Meio milênio depois, vemos isso em Gaza. Somos a primeira geração humana a testemunhar a destruição absoluta de uma nação em tempo real. O direito divino de Tel Aviv chama os aborígenes de terroristas, assim como eles eram anteriormente hostis, selvagens, brutos e bárbaros. Enquanto a Espanha tentava humanizar (cristianizar) os indígenas sem exterminá-los, os ingleses não viam pessoas, mas animais. Não há índio melhor do que um morto. As maiores criações da Grã-Bretanha são os Estados Unidos, o Canadá e a Austrália, que abririam caminho para o genocídio no Uruguai, Argentina e Chile no século XIX. E a criatura final do Frankenstein anglo-saxão: o Israel dos centro-europeus asquenazes.

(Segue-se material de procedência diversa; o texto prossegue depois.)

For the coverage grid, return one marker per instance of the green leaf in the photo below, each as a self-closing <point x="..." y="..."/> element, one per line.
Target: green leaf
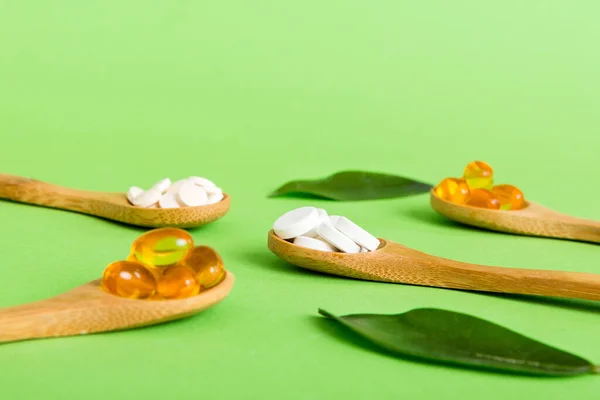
<point x="355" y="185"/>
<point x="450" y="337"/>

Bob Dylan cantou: “Os livros de história contam, contam bem / A cavalaria atacou e os indianos caíram / Meu país era jovem e tinha Deus ao seu lado.” Em Gaza, o jovem Israel “se defende” de suas vítimas com zelo assassino, consenso nacional e o apoio absoluto dos Estados Unidos e da União Europeia (UE). Como denuncia Francesca Albanese: “Israel é o segundo maior beneficiário per capita de financiamento da UE por meio do Conselho Europeu de Inovação. As instituições europeias terão que responder pelas inovações que facilitaram o ataque a Gaza.” Elas não responderão, nunca responderam.